The impact of PrEP during HIV acquisition may alter reservoir establishment, viral load set points, and immune responses. Some individuals on PrEP may remain negative by screening assays while still becoming infected. Characterization of such individuals is needed to define how to diagnose early infection in this context.
Working with the San Francisco Department of Public Health, we identified individuals with early HIV infection, many of whom were on PrEP. The estimated date of detected infection (EDDI) was calculated; standard diagnostic and resistance testing was performed.

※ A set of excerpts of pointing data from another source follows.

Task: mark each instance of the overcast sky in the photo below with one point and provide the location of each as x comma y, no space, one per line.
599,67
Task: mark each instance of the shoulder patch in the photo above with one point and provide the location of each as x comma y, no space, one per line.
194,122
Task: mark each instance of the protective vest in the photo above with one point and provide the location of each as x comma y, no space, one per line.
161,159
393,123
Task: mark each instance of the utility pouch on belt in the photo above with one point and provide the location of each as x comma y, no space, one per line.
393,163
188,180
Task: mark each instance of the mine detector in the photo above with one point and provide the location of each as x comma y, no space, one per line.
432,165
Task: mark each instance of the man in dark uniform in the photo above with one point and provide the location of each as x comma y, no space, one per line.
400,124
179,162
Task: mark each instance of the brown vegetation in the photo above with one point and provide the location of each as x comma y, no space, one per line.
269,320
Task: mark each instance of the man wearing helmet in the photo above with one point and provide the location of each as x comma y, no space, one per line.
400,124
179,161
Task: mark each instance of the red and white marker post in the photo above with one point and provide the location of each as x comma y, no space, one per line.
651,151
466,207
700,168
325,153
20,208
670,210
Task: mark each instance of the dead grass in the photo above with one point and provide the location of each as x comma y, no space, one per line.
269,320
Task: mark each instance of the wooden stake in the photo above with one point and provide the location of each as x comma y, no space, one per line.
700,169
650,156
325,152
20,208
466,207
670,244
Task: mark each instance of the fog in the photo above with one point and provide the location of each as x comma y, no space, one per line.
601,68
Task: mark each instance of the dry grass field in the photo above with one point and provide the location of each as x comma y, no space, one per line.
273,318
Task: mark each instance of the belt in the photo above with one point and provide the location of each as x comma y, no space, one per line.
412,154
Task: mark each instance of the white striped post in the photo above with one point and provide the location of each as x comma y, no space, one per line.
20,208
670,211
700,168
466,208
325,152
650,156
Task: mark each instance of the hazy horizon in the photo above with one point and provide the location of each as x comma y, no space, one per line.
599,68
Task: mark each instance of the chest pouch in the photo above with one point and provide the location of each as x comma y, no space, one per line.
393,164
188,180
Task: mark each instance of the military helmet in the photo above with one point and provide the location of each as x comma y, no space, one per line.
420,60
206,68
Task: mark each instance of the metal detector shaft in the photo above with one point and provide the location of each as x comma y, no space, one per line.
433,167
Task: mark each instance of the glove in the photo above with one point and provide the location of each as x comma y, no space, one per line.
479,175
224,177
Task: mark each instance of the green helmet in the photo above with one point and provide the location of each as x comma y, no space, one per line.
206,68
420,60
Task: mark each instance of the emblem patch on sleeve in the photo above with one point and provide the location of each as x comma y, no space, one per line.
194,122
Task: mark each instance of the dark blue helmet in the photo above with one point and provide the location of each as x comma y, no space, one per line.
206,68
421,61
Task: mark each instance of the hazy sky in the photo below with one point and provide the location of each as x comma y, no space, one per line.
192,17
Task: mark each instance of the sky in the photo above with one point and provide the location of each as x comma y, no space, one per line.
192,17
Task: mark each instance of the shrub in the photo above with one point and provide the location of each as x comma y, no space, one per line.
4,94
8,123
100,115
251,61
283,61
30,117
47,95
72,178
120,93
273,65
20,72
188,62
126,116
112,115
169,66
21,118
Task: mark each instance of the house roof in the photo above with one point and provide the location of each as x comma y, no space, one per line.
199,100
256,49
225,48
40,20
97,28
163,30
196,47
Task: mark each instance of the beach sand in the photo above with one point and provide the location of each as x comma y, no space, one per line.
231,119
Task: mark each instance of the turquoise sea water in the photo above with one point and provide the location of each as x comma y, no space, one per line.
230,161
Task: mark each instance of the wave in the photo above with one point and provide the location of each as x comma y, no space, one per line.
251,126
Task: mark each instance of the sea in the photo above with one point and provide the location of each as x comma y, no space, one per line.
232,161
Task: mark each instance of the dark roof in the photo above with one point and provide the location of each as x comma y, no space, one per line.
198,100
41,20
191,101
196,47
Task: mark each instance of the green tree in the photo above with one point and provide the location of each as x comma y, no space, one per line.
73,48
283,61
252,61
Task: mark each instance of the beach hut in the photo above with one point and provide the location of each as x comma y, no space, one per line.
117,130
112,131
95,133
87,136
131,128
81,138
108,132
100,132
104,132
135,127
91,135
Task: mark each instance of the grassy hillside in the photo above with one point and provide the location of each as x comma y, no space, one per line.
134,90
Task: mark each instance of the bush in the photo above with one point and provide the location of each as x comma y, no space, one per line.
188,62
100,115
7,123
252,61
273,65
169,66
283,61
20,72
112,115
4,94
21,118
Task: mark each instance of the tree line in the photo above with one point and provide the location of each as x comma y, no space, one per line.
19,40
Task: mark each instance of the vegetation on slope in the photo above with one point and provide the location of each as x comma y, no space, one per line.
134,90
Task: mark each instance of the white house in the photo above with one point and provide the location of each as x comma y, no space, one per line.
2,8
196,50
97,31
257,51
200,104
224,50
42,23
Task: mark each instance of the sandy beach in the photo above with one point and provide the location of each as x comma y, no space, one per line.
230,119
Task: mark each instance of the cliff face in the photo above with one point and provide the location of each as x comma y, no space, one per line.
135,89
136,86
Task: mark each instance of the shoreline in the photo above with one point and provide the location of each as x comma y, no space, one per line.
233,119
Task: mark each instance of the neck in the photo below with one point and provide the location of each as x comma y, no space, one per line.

58 participants (all men) with early HIV enrolled from 2015-2019. Most had sex with men (87%); median (IQR) age was 30 (25-37) years; pre-ART CD4 508 (355-680); log plasma HIV RNA 5.1 (4.1-5.7); time between EDDI and ART 29 (20-91) days. Among 24 with PrEP exposure, 13 (54%) reported prior use (>10 days pre-diagnosis), 6 (25%) active use (≤10 days pre-diagnosis), and 5 (21%) were found to have HIV on the day of PrEP initiation. The 6 reporting active PrEP at diagnosis had lower initial log plasma HIV RNA (2.8 vs 5.3, p=0.001) and higher CD4 (768 vs 488, p=0.03) than the 52 not on PrEP. The remaining analyses focus on those on active PrEP and those positive at PrEP initiation (n=11, Table). HIV Ab screening was positive in only 4/11 (36%). HIV RNA was detected in all cases, although <100 copies/mL in one and <20 copies/mL in two. Of these two, one had a newly positive Ab/Ag test, with cell-associated (CA)-DNA not detected and CA-RNA 117 copies/10^6 cells. The second had a negative Ab/Ag test and analysis of 25M PBMCs did not show CA-DNA or CA-RNA despite transiently detectable HIV RNA on clinical assays. Of the 8/11 who could have genotypic resistance testing, three had M184V/I mutations, with two transmitted and one emerging after 5 days on PrEP.

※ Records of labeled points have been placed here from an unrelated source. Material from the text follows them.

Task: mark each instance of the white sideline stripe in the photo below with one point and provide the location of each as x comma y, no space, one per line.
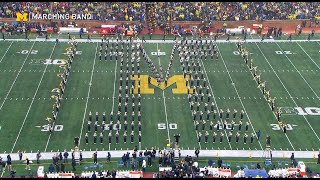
215,100
164,102
88,96
32,100
14,81
234,86
286,90
6,52
298,71
184,153
275,115
308,56
53,121
11,88
158,41
114,84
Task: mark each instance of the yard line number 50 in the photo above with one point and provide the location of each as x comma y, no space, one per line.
164,126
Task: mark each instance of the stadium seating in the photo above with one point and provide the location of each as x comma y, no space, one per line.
245,166
252,165
238,165
120,164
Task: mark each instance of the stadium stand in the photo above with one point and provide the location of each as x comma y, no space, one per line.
136,18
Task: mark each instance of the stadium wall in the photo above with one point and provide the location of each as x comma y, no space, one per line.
285,24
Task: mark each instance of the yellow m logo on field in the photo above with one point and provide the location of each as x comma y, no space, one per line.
145,89
23,17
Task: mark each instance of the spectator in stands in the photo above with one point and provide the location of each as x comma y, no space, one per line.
9,163
197,152
57,168
60,157
1,162
258,166
95,157
219,162
51,168
65,154
132,166
20,154
114,173
74,164
292,157
108,157
144,165
62,168
94,175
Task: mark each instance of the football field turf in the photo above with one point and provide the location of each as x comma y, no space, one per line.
28,74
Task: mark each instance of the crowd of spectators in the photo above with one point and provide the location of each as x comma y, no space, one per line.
171,11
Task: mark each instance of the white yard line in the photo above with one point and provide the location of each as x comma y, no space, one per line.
297,71
114,85
88,96
234,86
164,101
308,56
6,52
14,81
158,41
32,100
45,149
275,115
214,99
286,89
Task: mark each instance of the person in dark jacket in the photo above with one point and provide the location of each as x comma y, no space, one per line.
51,168
73,164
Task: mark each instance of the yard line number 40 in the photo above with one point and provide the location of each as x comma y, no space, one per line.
164,126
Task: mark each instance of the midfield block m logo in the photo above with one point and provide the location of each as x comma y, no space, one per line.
176,79
20,16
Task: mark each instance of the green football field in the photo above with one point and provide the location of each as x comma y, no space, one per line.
28,74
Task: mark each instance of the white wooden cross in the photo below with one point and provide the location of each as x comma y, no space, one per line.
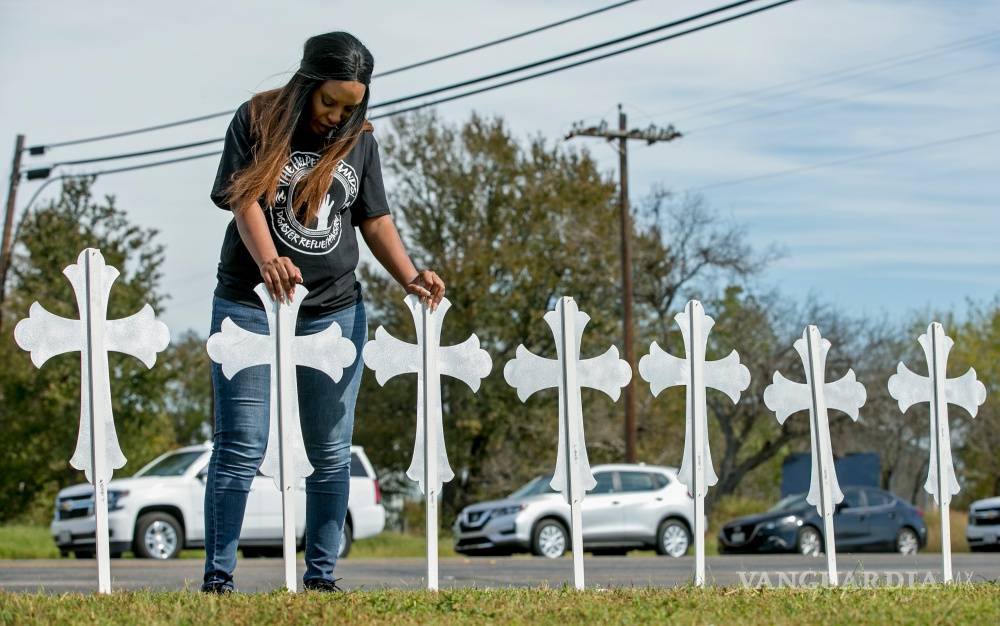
328,351
93,336
785,397
939,390
427,359
662,370
529,373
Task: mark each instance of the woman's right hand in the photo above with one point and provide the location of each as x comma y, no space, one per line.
280,276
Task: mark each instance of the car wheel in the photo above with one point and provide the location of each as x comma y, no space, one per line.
672,538
906,541
346,539
550,539
158,535
809,542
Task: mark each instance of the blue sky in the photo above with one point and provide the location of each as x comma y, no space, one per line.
882,236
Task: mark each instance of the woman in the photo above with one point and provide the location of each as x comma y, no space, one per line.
299,170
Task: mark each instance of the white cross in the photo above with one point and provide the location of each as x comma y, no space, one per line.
427,359
93,336
939,390
785,397
662,370
328,351
529,373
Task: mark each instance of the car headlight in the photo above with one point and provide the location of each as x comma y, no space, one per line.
115,497
508,510
784,522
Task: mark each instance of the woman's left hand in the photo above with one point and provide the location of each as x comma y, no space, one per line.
429,286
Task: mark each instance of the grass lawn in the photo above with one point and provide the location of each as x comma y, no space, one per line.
955,604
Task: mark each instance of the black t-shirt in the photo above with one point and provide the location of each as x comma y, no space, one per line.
326,251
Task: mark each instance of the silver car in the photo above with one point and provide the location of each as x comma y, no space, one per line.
632,506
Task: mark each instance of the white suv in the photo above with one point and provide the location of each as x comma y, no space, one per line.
983,530
632,506
160,510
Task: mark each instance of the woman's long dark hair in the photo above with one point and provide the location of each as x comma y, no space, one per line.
275,115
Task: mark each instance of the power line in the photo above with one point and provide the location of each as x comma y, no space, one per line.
495,42
835,76
581,62
41,172
565,55
829,101
118,170
41,148
860,157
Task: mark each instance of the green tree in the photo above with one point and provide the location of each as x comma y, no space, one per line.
512,226
977,344
40,408
189,388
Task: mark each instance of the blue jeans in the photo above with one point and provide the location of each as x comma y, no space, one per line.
326,411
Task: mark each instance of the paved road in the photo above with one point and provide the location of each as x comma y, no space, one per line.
65,575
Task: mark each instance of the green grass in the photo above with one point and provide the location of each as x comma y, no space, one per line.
954,604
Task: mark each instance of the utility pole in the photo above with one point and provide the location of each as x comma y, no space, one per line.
650,135
8,222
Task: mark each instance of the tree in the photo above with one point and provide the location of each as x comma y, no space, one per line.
189,396
511,227
40,408
977,344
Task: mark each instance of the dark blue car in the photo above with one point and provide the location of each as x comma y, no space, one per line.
868,519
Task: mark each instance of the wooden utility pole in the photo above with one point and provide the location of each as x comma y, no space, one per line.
650,135
8,222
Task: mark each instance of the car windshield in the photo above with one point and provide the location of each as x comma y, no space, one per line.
794,501
172,464
536,486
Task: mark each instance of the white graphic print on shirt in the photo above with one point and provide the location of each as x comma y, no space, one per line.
321,235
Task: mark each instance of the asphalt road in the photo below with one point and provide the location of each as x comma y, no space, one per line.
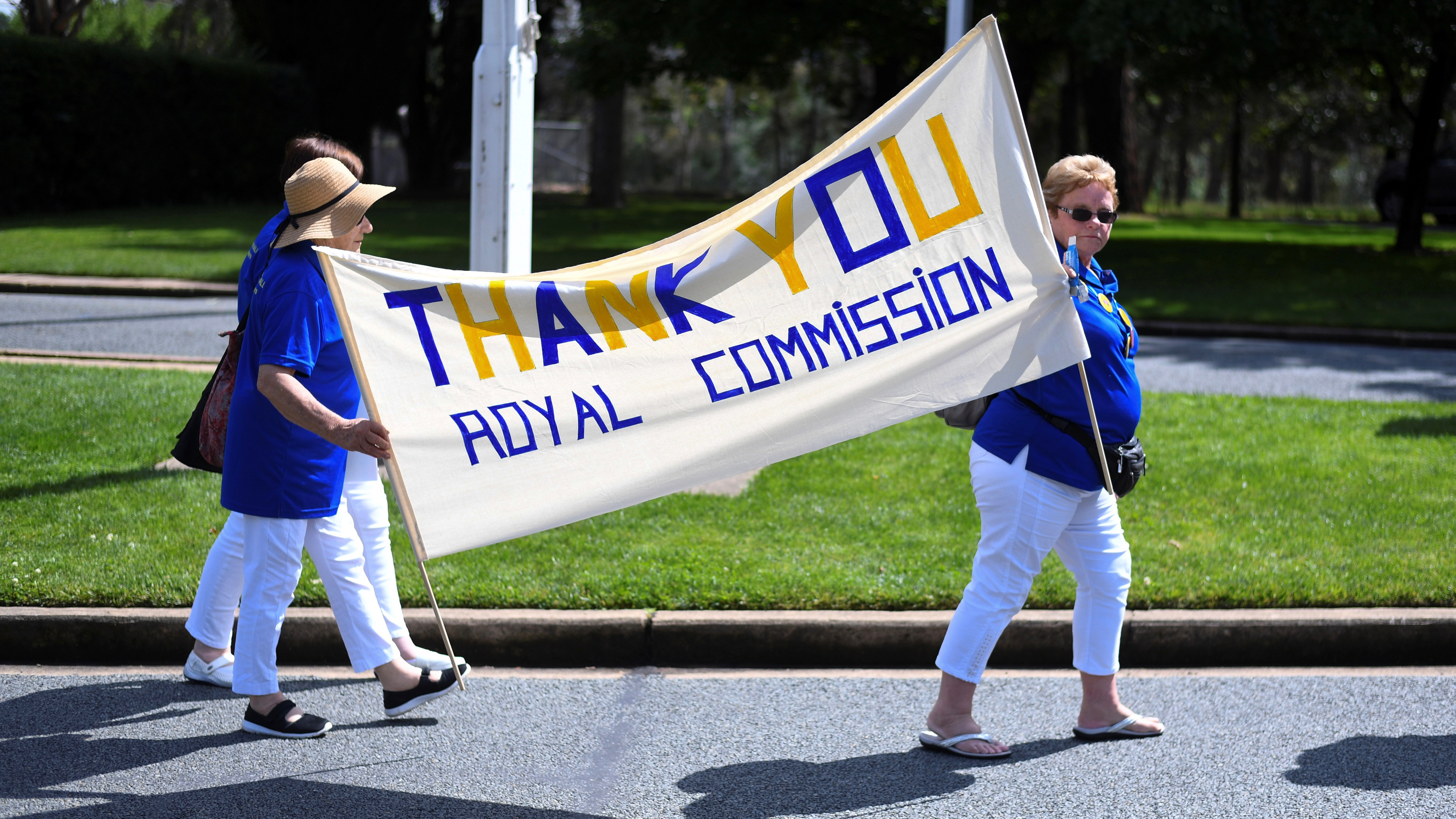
730,747
1240,366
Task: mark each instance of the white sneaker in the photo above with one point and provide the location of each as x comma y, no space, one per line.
437,662
219,672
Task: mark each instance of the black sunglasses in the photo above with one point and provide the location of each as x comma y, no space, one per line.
1082,215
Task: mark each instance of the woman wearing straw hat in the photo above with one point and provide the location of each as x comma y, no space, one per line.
363,499
283,470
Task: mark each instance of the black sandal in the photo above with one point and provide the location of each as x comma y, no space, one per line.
276,723
400,702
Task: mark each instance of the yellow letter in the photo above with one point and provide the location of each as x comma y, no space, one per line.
967,208
602,295
503,324
780,247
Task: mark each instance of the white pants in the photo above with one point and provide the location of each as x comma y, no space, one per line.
273,560
222,585
1024,516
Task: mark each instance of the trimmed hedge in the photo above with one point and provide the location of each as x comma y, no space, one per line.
87,126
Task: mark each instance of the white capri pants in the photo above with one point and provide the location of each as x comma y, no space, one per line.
273,560
1024,516
363,505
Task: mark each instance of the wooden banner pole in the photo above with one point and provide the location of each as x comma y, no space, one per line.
397,483
1097,435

Increasingly widespread PrEP use may result in distinct and challenging presentations of HIV infection. We present the largest case series of early (or pre-existing) HIV on PrEP, with resultant blunting of immune responses and viral loads. Those presenting with delayed evidence of infection may be continued on PrEP, resulting in suboptimal treatment and development of resistance. In some cases, diagnostic uncertainty will arise regarding whether infection was prevented or established with a more limited reservoir. Further characterization of infections during PrEP is needed.